Setelah membacainya berkali-kali, saya masih saja merasa bahwa novel ini terkesan terburu-buru, gopoh. Selain beberapa redaksional yang salah ketik, pemilihan font warna kuning (untuk kalimat dari Gerson Poyk) yang justru membuat tak terbaca jelas, begitu pula dengan isi cerita. Seperti misal, ada beberapa cerpen yang dimasukkan. Bagi saya pribadi, tampak seperti dipas-paskan (tapi barangkali ini karena saya telah membacanya di blog PK dalam tulisan yang terpisah dengan Epitaph). Satu lagi, ada kesan bertele-tele saat menceritakan tokoh Laras yang akan masuk IKJ, begitu juga dalam masa pacaran dengan Haikal.

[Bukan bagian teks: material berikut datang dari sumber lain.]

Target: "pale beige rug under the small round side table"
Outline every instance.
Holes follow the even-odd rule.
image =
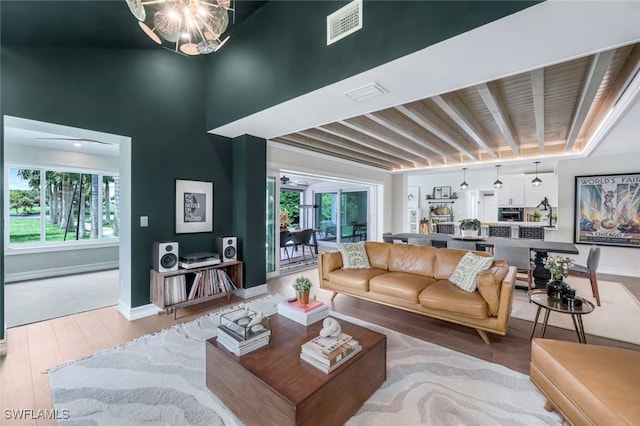
[[[576,289],[576,294],[596,305],[596,299],[591,292],[591,284],[587,279],[569,277],[567,283]],[[601,306],[590,314],[583,315],[584,331],[586,334],[606,337],[607,339],[640,345],[640,302],[621,283],[598,281]],[[516,291],[513,296],[511,316],[514,318],[533,321],[536,317],[537,305],[529,303],[526,292]],[[539,323],[542,323],[544,311],[540,313]],[[575,330],[571,315],[551,312],[549,325]],[[538,326],[540,330],[542,326]]]

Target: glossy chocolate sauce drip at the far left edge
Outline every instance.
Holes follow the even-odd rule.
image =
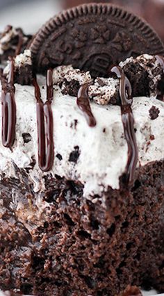
[[[2,117],[2,143],[4,147],[11,148],[15,140],[16,105],[14,86],[14,60],[10,58],[8,81],[1,78],[1,117]]]

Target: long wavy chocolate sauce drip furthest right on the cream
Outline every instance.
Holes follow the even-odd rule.
[[[113,67],[111,72],[114,72],[120,79],[119,92],[121,99],[122,123],[124,126],[124,135],[128,144],[128,162],[126,165],[125,183],[127,186],[133,186],[134,174],[138,163],[138,147],[134,131],[134,118],[131,110],[131,83],[120,67]]]

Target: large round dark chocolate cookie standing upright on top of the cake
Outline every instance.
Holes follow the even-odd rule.
[[[78,6],[53,17],[35,36],[31,51],[39,72],[58,65],[107,76],[110,65],[140,54],[164,55],[149,25],[110,4]]]

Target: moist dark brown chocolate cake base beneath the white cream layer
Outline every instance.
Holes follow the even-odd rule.
[[[105,206],[58,176],[36,195],[27,172],[15,170],[17,179],[2,176],[0,185],[1,289],[114,296],[133,284],[164,292],[164,161],[140,168],[131,192],[109,188]]]

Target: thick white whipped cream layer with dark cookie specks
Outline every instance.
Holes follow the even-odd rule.
[[[43,101],[46,99],[46,81],[38,76]],[[16,139],[12,151],[0,141],[0,171],[6,176],[15,176],[13,162],[24,169],[34,183],[34,190],[44,190],[45,174],[58,174],[67,179],[81,181],[85,197],[101,194],[108,186],[120,188],[119,178],[128,160],[128,147],[124,138],[120,106],[99,106],[91,102],[97,125],[88,126],[76,98],[62,94],[54,85],[54,145],[55,159],[51,172],[42,172],[38,167],[38,134],[33,86],[15,84],[17,106]],[[1,95],[1,91],[0,91]],[[151,120],[149,110],[155,106],[160,111],[156,120]],[[156,97],[133,99],[139,165],[163,158],[164,151],[164,103]],[[1,108],[0,108],[1,126]],[[79,157],[72,159],[74,153]],[[31,166],[35,159],[34,167]]]

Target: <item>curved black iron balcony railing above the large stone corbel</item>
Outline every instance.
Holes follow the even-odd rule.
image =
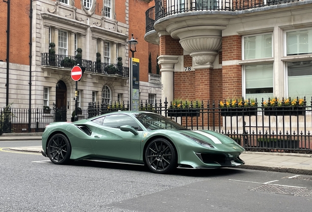
[[[299,0],[155,0],[146,13],[146,32],[154,29],[155,21],[179,13],[194,11],[239,11]],[[153,12],[155,11],[155,13]]]

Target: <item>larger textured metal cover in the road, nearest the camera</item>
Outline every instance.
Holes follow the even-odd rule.
[[[261,191],[268,193],[290,194],[295,196],[308,196],[312,197],[312,190],[307,188],[288,187],[281,185],[260,185],[250,189],[252,191]]]

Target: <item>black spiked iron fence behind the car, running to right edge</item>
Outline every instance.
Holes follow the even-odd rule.
[[[303,106],[298,100],[294,106],[286,106],[285,102],[284,106],[275,106],[276,102],[266,104],[262,100],[260,104],[257,101],[251,104],[242,99],[242,105],[246,103],[244,107],[239,107],[241,102],[237,101],[226,107],[220,101],[212,101],[212,104],[209,101],[189,104],[159,101],[153,105],[146,101],[141,102],[139,109],[169,117],[191,130],[221,132],[247,151],[312,153],[311,105],[306,105],[306,99]],[[129,103],[89,103],[88,117],[118,110],[129,110]]]

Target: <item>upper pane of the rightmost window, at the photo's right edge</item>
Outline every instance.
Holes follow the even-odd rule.
[[[308,53],[312,53],[312,29],[286,32],[287,56]]]

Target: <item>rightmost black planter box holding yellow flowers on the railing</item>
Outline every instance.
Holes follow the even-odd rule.
[[[266,116],[282,116],[282,115],[305,115],[305,107],[294,107],[294,106],[281,106],[281,107],[265,107],[264,115]]]

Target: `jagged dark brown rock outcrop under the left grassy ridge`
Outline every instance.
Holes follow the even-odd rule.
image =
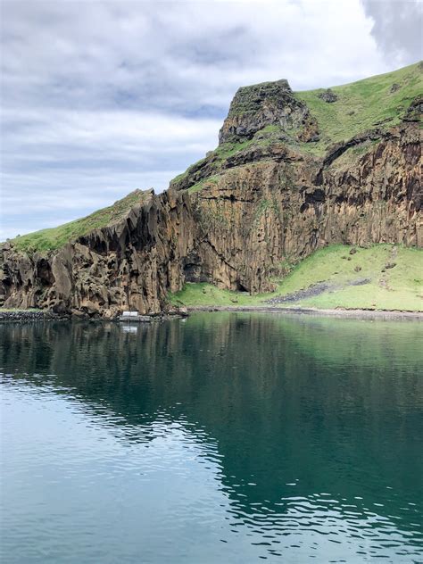
[[[129,211],[112,227],[47,255],[4,245],[2,285],[9,307],[100,313],[158,312],[181,284],[195,226],[189,195],[168,191]]]

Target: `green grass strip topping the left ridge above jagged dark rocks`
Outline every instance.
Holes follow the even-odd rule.
[[[12,239],[12,243],[15,249],[26,253],[52,251],[66,245],[69,241],[87,235],[93,229],[112,225],[124,217],[131,207],[141,203],[144,198],[145,193],[135,190],[111,206],[97,210],[85,218],[64,223],[57,228],[42,229],[28,235],[18,236]]]

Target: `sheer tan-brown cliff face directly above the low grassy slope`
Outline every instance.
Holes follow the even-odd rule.
[[[421,245],[419,129],[371,137],[323,162],[273,145],[206,180],[191,196],[201,236],[185,278],[259,293],[319,246]]]

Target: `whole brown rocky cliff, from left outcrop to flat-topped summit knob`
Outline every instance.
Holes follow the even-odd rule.
[[[167,192],[49,253],[3,245],[1,300],[104,317],[151,313],[185,282],[269,291],[323,245],[421,246],[419,104],[394,127],[317,156],[319,123],[286,81],[241,88],[220,147]]]

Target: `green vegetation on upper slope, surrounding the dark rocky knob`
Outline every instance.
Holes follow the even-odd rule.
[[[237,104],[231,105],[227,122],[233,129],[233,120],[242,119],[245,116],[254,116],[253,101],[257,101],[257,89],[266,92],[270,89],[270,97],[274,95],[273,85],[277,83],[263,83],[253,87],[243,87],[236,93],[240,98]],[[328,97],[327,94],[331,93]],[[362,79],[351,84],[339,87],[331,87],[328,90],[317,88],[303,92],[292,92],[294,101],[303,103],[310,111],[311,119],[297,120],[286,127],[286,123],[278,120],[275,112],[271,123],[264,125],[256,132],[246,131],[238,128],[240,134],[232,137],[221,137],[220,145],[207,156],[191,165],[185,172],[173,178],[171,187],[177,189],[190,188],[198,190],[204,185],[204,181],[221,170],[236,166],[237,161],[243,161],[243,154],[252,152],[254,149],[260,151],[263,147],[280,144],[292,145],[295,149],[324,157],[338,144],[346,143],[359,134],[373,130],[373,142],[380,139],[378,133],[383,132],[406,117],[413,100],[423,94],[423,62],[411,64],[398,71]],[[266,97],[268,94],[261,94]],[[243,97],[246,100],[243,100]],[[234,100],[236,99],[234,98]],[[247,112],[240,113],[240,107],[246,108]],[[268,112],[269,108],[266,108]],[[257,113],[257,111],[256,111]],[[267,114],[267,118],[269,116]],[[225,129],[222,128],[222,130]],[[227,128],[228,129],[228,128]],[[311,133],[307,135],[307,130]],[[304,135],[305,131],[305,135]],[[230,140],[228,140],[230,138]],[[366,143],[364,137],[360,143],[352,144],[350,151],[357,153]],[[366,147],[362,148],[365,151]],[[237,157],[237,159],[236,159]]]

Saya memang bukan siapa-siapa, barangkali tak layak mereview buku ini, hanya seorang pembaca yang menikmati apa yang saya baca. Saya hanya pembaca awam yang dengan jujur mengemukakan apa yang saya dapati dari buku yang saya baca. Beruntung juga tidak mengenal dekat penulis, sehingga saya merasa bebas memberi pendapat akan Epitaph ini.

Buku ini sangat saya rekomendasikan, karena bagian akhir buku ini (yang sialnya :D ) sangat menjanjikan cerita yang jauh lebih seru di novel lanjutannya (karena Epitaph adalah buku pertama dari trilogy Epitaph, Epigraf dan Epilog). Ironisnya, buku ini bukan buku yang bisa dibaca dengan pola acak, terlebih langsung baca ke bagian akhir, sama saja konyol. Pembaca harus membaca dari awal. Jadi, jangan baca buku ini, kalau tidak mau terjebak dalam perangkap Epitaph!

Magic,

________________

*  Penyiar Radio, Wartawan, dan Mahasiswi Fakultas Pertanian, Jurusan Budidaya Pertanian Agronomi, Universitas Tanjungpura, tinggal di Pontianak.